Rui Li, Zeyu Zhang, Xiaohe Bo, Zihang Tian, Xu Chen, Quanyu Dai, Zhenhua Dong, Ruiming Tang
Gaoling School of Artificial Intelligence, Renmin University of China, Huawei Noah’s Ark Lab
arXiv.org (2025)
Memory Agent QA RAG

📝 Paper Summary

Memory organization Tree/graph-based memory
CAM is a hierarchical memory system for LLM reading agents that organizes text into evolving schemata using incremental overlapping clustering to support flexible updates and associative retrieval.
Core Problem
Existing LLM memory modules are either unstructured (tabular chunks) or static (graphs/trees that require full reconstruction for updates), failing to handle evolving information or dispersed dependencies efficiently.
Why it matters:
  • Current systems mimic human memory superficially, lacking the cognitive principles (schema accommodation/assimilation) needed for true autonomous reading.
  • Static structures like RAPTOR or GraphRAG cannot handle streaming data efficiently, requiring expensive re-indexing for every new document chunk.
  • Unstructured memories (retrieval-only) struggle to aggregate information dispersed across distant parts of long texts.

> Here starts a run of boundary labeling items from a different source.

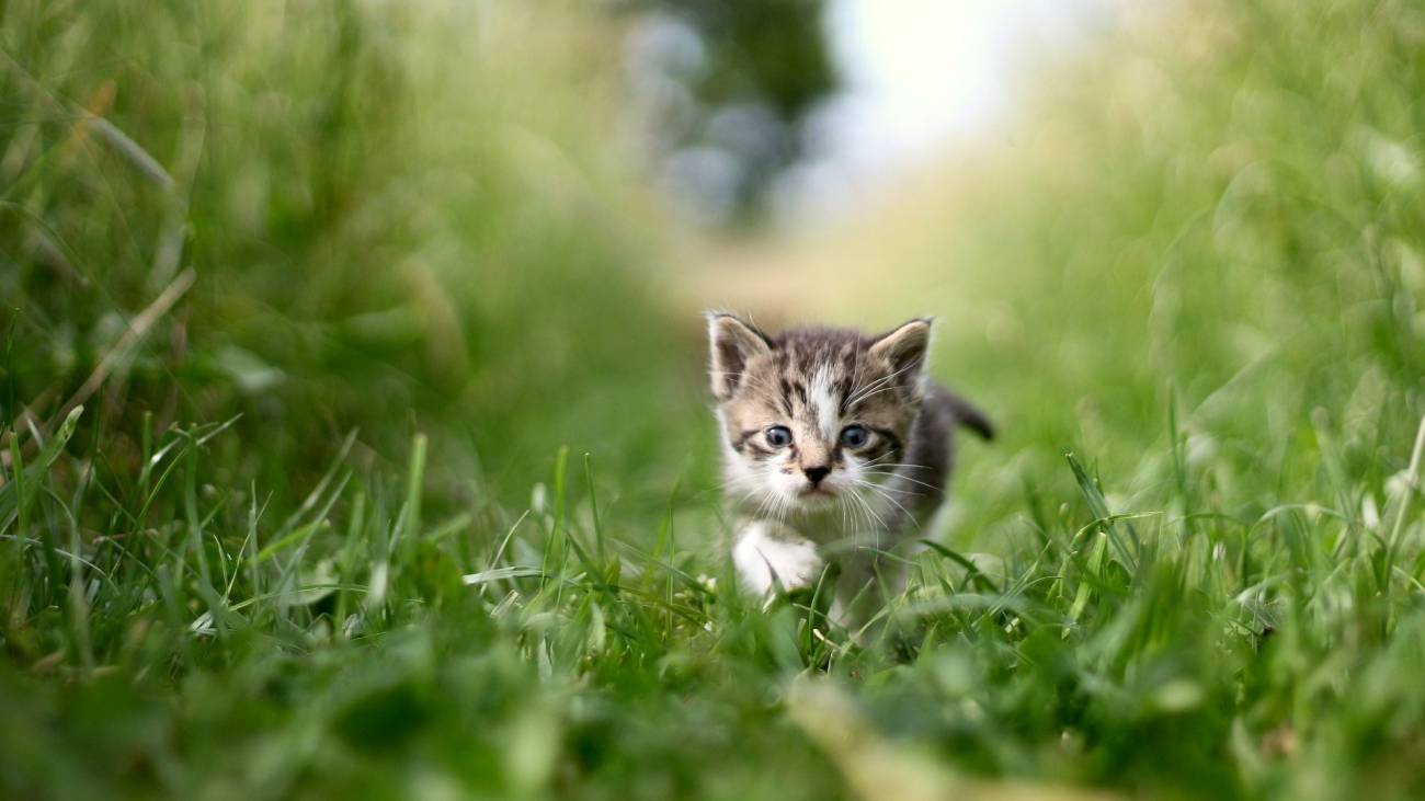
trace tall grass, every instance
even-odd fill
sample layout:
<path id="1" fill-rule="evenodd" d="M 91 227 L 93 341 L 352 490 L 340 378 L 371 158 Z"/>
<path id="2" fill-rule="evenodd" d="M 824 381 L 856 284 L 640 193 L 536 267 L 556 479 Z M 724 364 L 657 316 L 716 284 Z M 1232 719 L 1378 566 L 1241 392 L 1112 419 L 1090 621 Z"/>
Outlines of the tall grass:
<path id="1" fill-rule="evenodd" d="M 4 794 L 1425 792 L 1418 11 L 1149 19 L 921 198 L 856 311 L 1006 439 L 865 646 L 734 591 L 583 14 L 4 7 Z"/>

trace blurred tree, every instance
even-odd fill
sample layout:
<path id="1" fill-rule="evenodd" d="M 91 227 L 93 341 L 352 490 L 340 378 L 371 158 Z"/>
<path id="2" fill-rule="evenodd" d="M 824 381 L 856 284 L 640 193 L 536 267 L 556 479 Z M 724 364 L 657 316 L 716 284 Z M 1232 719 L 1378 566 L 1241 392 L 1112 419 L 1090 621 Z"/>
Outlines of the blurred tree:
<path id="1" fill-rule="evenodd" d="M 748 225 L 802 155 L 838 86 L 821 0 L 633 0 L 630 71 L 664 182 L 715 224 Z"/>

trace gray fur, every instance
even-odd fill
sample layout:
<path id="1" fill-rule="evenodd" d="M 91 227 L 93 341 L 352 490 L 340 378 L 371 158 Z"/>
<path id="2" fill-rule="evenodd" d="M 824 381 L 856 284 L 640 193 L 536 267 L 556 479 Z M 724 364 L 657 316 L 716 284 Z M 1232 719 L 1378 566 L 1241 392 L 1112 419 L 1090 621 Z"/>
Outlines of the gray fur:
<path id="1" fill-rule="evenodd" d="M 865 590 L 885 567 L 878 554 L 943 503 L 956 429 L 989 439 L 988 418 L 925 376 L 925 319 L 879 336 L 841 328 L 768 336 L 712 314 L 708 331 L 744 586 L 805 586 L 839 557 L 838 609 L 846 623 L 864 619 L 874 607 Z"/>

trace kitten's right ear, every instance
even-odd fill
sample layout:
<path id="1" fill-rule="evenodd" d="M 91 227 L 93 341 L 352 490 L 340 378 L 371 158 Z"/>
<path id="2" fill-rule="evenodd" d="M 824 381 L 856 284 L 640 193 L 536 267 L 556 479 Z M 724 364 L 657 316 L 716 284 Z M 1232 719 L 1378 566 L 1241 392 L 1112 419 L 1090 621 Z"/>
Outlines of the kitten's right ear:
<path id="1" fill-rule="evenodd" d="M 722 312 L 708 312 L 708 346 L 712 396 L 718 400 L 732 396 L 754 356 L 772 352 L 772 341 L 757 326 Z"/>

Concrete Example: When a new book chapter arrives, static systems must rebuild their entire summary tree to integrate it. CAM updates only relevant local clusters (accommodation) while allowing the new text to associate with multiple existing themes (flexible assimilation).
Key Novelty
Constructivist Agentic Memory (CAM)
  • Applies Piaget's Constructivist Theory to agent memory: uses 'assimilation' to fit new data into existing structures and 'accommodation' to adjust structures when they don't fit.
  • Implements 'ego-centric disentanglement': splits a single memory node into multiple 'replicas' based on its local connections, allowing one piece of text to belong to multiple summary clusters simultaneously.

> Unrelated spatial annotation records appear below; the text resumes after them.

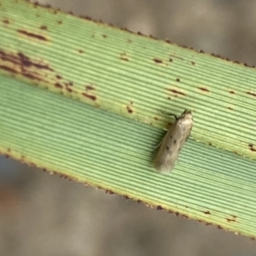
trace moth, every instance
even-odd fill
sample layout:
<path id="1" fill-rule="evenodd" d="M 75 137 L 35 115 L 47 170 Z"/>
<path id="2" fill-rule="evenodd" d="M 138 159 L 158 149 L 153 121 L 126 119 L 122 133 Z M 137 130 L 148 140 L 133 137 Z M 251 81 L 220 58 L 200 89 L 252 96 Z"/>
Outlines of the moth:
<path id="1" fill-rule="evenodd" d="M 189 138 L 192 126 L 192 113 L 185 110 L 181 116 L 175 116 L 175 123 L 171 126 L 160 142 L 153 166 L 158 172 L 170 172 L 177 160 L 179 152 Z"/>

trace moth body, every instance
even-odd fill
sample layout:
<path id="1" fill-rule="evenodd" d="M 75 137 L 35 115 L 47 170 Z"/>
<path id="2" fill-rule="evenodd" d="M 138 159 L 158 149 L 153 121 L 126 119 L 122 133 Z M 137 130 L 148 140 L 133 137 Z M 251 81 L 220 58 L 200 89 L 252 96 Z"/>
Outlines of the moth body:
<path id="1" fill-rule="evenodd" d="M 190 135 L 192 126 L 190 111 L 185 110 L 180 117 L 176 117 L 175 123 L 164 137 L 154 159 L 153 166 L 157 172 L 163 173 L 172 170 L 182 147 Z"/>

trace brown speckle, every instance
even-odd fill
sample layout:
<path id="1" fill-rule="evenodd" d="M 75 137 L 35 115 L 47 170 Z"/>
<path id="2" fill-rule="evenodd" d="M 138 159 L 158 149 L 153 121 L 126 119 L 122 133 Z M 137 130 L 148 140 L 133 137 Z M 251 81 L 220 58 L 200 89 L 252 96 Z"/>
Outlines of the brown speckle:
<path id="1" fill-rule="evenodd" d="M 20 33 L 20 34 L 26 35 L 27 37 L 31 37 L 31 38 L 38 39 L 38 40 L 48 41 L 46 39 L 46 38 L 43 37 L 42 35 L 29 32 L 25 31 L 25 30 L 18 29 L 18 32 Z"/>
<path id="2" fill-rule="evenodd" d="M 0 65 L 0 69 L 5 70 L 5 71 L 9 72 L 9 73 L 17 73 L 15 69 L 13 69 L 9 67 L 6 67 L 6 66 L 3 66 L 3 65 Z"/>
<path id="3" fill-rule="evenodd" d="M 70 93 L 73 92 L 73 90 L 72 90 L 71 88 L 67 87 L 67 86 L 66 87 L 66 90 L 67 90 L 68 92 L 70 92 Z"/>
<path id="4" fill-rule="evenodd" d="M 226 220 L 227 220 L 228 222 L 236 222 L 236 220 L 234 219 L 234 218 L 227 218 Z"/>
<path id="5" fill-rule="evenodd" d="M 159 59 L 156 59 L 156 58 L 153 59 L 153 61 L 154 61 L 155 63 L 163 63 L 163 61 L 159 60 Z"/>
<path id="6" fill-rule="evenodd" d="M 40 29 L 42 29 L 42 30 L 47 30 L 48 27 L 45 25 L 41 25 L 40 26 Z"/>
<path id="7" fill-rule="evenodd" d="M 179 95 L 183 95 L 183 96 L 185 95 L 183 92 L 178 91 L 178 90 L 174 90 L 174 89 L 167 89 L 167 90 L 173 92 L 173 93 L 175 93 L 175 94 L 179 94 Z"/>
<path id="8" fill-rule="evenodd" d="M 247 91 L 247 94 L 256 97 L 256 93 L 254 93 L 254 92 Z"/>
<path id="9" fill-rule="evenodd" d="M 204 88 L 204 87 L 198 87 L 198 89 L 201 90 L 203 90 L 203 91 L 207 91 L 207 92 L 210 91 L 207 88 Z"/>
<path id="10" fill-rule="evenodd" d="M 7 19 L 3 20 L 3 22 L 4 24 L 9 24 L 9 20 L 7 20 Z"/>
<path id="11" fill-rule="evenodd" d="M 92 100 L 92 101 L 96 101 L 96 97 L 95 96 L 93 96 L 93 95 L 89 95 L 89 94 L 87 94 L 87 93 L 85 93 L 85 92 L 83 92 L 82 95 L 83 95 L 84 96 L 85 96 L 85 97 L 87 97 L 87 98 Z"/>
<path id="12" fill-rule="evenodd" d="M 126 55 L 126 54 L 125 52 L 120 54 L 120 59 L 122 61 L 129 61 L 129 58 L 128 58 L 128 56 Z"/>
<path id="13" fill-rule="evenodd" d="M 59 83 L 55 83 L 55 86 L 56 88 L 60 88 L 60 89 L 62 89 L 62 88 L 63 88 L 63 85 L 61 84 L 59 84 Z"/>
<path id="14" fill-rule="evenodd" d="M 131 113 L 133 112 L 132 109 L 129 106 L 126 107 L 126 109 L 127 109 L 128 113 Z"/>
<path id="15" fill-rule="evenodd" d="M 91 85 L 86 85 L 85 86 L 85 90 L 95 90 L 95 88 L 93 86 L 91 86 Z"/>

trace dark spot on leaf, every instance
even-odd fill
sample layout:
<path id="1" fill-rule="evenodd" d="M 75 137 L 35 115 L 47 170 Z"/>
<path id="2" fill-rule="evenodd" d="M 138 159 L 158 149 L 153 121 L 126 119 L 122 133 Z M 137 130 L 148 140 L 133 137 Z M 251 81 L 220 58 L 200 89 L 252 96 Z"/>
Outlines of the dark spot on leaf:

  • Uses a 'Prune-and-Grow' retrieval strategy that mimics human associative memory, starting with a broad search and recursively exploring related structural connections.
Architecture
Architecture Figure Figure 2
The complete framework of CAM, illustrating both the memory construction phase (assimilation/accommodation) and the inference phase.
Evaluation Highlights
  • Achieves dual superiority in performance and efficiency, running over 4x faster in memory construction than offline clustering baselines like RAPTOR.
  • Demonstrates high accuracy across diverse long-text tasks including question answering, query-based summarization, and claim verification.
  • Successfully handles both single-document and multi-document scenarios by maintaining a cohesive hierarchical structure that supports online batch integration.
Breakthrough Assessment
8/10
Strong theoretical grounding in cognitive science translated into a practical, efficient algorithm (incremental overlapping clustering). Addresses the critical 'update' bottleneck in structured memory systems.